Yes, most of the problem with the semantic web is that you end up with having to agree on how to describe the world: what are the concepts, and how they are related. This kind of work on semantic networks has been done for a while in computational linguistics for natural language processing, but it's very tedious. For instance users of the Minitel in France in the 80s could lookup vets by querying the yellow pages directory with sentences such as "my dog is sick". Nice tech, but not that useful and not very discoverable either.

LLMs promise to just discover all these relations between concepts for you and do the right thing instead. Sometimes it works, sometimes not...

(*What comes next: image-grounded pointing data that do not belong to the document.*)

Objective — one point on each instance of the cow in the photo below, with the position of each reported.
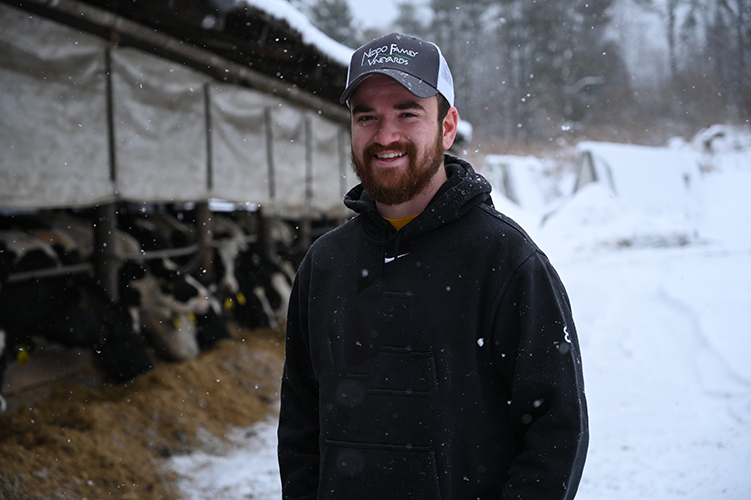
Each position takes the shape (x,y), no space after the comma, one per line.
(180,314)
(69,309)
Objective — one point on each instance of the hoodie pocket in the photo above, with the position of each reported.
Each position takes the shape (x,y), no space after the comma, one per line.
(361,471)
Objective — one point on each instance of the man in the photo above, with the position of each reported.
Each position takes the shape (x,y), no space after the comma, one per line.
(431,351)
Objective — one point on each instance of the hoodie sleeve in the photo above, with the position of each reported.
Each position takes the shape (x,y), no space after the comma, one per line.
(542,370)
(298,445)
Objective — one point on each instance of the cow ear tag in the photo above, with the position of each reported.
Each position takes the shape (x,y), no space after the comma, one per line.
(228,304)
(22,355)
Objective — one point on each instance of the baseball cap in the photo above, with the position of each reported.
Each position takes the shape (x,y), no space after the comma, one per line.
(416,64)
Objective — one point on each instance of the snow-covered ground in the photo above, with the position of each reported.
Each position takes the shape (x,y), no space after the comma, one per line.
(657,262)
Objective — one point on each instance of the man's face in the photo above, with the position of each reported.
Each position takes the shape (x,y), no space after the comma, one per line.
(397,141)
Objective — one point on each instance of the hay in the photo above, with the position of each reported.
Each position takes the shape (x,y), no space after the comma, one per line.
(105,440)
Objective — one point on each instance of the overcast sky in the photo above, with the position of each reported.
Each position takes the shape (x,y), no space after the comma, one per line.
(369,13)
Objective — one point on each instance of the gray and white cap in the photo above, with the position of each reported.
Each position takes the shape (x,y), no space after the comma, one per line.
(416,64)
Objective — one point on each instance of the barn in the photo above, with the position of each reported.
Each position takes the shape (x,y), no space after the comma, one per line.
(187,109)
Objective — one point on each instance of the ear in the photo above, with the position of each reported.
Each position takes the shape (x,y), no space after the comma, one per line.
(450,124)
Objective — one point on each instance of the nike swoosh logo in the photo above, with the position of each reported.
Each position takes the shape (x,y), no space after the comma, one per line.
(386,260)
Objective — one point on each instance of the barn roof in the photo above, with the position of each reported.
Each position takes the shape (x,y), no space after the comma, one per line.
(267,45)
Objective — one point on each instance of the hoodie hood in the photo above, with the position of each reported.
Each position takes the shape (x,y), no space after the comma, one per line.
(463,190)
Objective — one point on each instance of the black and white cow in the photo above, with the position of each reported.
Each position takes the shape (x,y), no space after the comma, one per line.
(259,280)
(179,313)
(67,309)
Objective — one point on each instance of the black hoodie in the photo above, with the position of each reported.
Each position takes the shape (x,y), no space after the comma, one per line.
(435,362)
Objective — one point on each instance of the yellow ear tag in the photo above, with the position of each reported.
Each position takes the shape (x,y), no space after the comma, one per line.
(228,303)
(22,356)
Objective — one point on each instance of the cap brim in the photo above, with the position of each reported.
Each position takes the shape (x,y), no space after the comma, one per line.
(414,85)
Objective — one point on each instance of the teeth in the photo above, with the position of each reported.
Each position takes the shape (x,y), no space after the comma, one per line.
(389,156)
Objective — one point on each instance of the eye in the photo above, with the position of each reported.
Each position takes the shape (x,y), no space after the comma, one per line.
(365,118)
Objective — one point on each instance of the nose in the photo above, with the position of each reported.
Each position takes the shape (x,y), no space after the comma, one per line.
(387,133)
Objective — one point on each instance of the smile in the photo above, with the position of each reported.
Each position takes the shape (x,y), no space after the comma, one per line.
(389,156)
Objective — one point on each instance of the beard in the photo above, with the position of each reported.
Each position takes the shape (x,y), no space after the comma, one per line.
(394,186)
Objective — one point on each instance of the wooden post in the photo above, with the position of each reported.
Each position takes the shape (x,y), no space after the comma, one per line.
(105,257)
(205,237)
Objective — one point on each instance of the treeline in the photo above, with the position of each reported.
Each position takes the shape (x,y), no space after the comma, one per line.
(540,70)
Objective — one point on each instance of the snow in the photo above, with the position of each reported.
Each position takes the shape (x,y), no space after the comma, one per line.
(311,35)
(661,292)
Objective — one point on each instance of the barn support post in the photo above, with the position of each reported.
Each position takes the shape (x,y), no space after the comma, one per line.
(205,237)
(306,221)
(105,257)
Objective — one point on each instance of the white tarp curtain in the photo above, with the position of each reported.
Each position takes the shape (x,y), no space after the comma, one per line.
(53,125)
(177,134)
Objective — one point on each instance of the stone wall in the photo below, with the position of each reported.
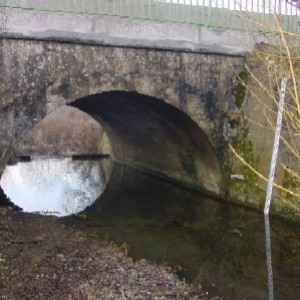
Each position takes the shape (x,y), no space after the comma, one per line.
(40,76)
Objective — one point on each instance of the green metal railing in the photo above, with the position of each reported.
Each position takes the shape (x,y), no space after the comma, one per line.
(236,14)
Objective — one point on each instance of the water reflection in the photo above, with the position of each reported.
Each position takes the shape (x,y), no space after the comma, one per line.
(220,245)
(54,186)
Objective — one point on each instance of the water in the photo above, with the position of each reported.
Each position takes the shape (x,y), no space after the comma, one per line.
(222,246)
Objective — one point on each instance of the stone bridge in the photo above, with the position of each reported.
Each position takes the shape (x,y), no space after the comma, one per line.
(165,103)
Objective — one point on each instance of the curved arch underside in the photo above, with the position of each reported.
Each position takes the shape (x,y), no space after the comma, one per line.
(156,137)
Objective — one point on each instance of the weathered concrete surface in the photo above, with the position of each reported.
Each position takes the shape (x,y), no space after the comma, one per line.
(37,77)
(108,30)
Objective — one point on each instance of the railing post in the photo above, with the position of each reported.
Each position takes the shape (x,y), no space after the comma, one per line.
(150,9)
(276,144)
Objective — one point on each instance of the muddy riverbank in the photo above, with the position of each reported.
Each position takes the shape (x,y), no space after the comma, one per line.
(42,259)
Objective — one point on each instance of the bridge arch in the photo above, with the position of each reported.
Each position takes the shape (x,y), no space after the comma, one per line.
(151,135)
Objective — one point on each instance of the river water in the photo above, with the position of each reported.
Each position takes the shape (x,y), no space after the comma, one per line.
(220,245)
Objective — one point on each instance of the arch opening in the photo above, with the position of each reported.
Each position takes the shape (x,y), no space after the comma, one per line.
(151,135)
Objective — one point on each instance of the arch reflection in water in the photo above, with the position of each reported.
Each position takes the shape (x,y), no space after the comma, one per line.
(54,186)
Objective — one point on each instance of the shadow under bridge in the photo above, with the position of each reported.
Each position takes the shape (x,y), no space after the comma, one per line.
(151,135)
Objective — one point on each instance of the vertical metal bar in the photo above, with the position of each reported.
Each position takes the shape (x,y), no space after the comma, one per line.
(209,13)
(83,6)
(276,145)
(269,257)
(122,8)
(99,7)
(150,9)
(191,11)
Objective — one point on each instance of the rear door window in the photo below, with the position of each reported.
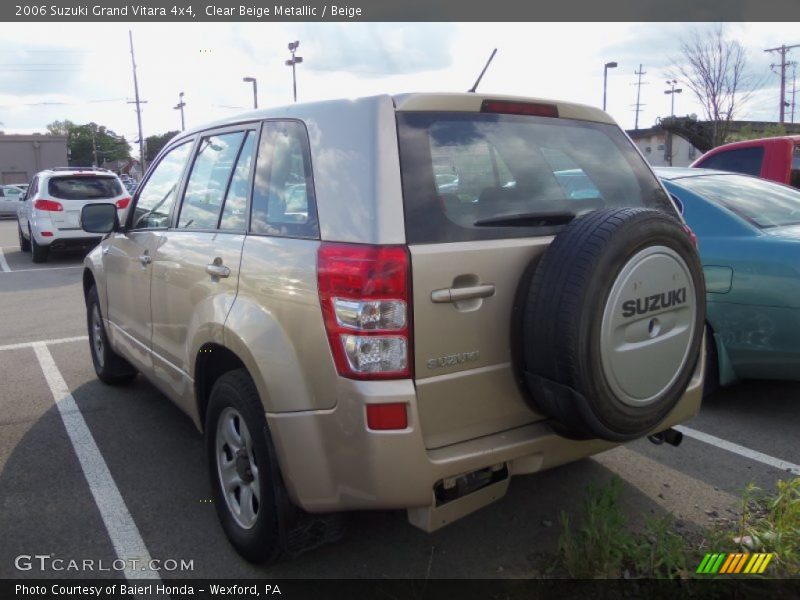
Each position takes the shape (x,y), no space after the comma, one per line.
(743,160)
(157,197)
(208,181)
(84,187)
(283,192)
(234,213)
(471,176)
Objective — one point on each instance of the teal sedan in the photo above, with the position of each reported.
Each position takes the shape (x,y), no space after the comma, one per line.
(748,232)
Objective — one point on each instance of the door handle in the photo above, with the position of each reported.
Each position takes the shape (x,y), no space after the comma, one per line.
(459,294)
(218,270)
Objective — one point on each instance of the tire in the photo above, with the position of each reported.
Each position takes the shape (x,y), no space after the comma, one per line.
(711,382)
(613,324)
(38,253)
(110,367)
(24,244)
(253,513)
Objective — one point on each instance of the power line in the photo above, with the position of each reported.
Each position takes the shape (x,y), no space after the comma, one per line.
(783,49)
(639,85)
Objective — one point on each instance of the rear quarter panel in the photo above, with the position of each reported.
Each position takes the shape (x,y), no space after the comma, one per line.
(276,327)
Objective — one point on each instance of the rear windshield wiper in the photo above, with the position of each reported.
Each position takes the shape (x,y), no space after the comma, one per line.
(532,219)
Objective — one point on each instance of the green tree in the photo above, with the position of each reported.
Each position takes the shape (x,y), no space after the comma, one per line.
(91,144)
(154,144)
(60,127)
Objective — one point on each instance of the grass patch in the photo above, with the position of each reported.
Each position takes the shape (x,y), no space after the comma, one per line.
(771,523)
(601,544)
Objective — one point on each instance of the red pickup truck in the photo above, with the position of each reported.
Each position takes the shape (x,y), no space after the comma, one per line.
(776,158)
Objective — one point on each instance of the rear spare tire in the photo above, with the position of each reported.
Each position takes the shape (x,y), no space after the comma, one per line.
(613,323)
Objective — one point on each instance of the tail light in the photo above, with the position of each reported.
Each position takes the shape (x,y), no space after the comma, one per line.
(364,292)
(382,417)
(48,205)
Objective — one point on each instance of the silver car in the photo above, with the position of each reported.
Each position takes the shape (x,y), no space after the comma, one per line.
(10,195)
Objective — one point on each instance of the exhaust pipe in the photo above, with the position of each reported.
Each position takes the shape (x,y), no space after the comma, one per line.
(671,436)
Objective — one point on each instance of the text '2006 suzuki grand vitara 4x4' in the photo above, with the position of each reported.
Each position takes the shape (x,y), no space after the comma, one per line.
(398,302)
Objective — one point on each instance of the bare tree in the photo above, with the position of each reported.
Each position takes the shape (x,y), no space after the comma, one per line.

> Sometimes it works, sometimes not...

Sometimes it won't work because there just isn't agreement between humans on what the concept is. Semantic also fails there.


The Semantic Web has yet to fully fail. Most companies have implemented a closed world limited version of it internally. It has already been proposed as a solution to correct LLM outputs by many people.


>LLMs appear to work very well with structured text (XML

Plausible.

>Markdown

What? Markdown is specifically designed to be the least structured markup format possible, the absolute minimum set of features. Did you mean JSON or something?


Two years ago he would have written „pedantic white old Unix dudes“.


True, though "dudes who were never in danger of being gruntled" made it pretty clear who he was targeting.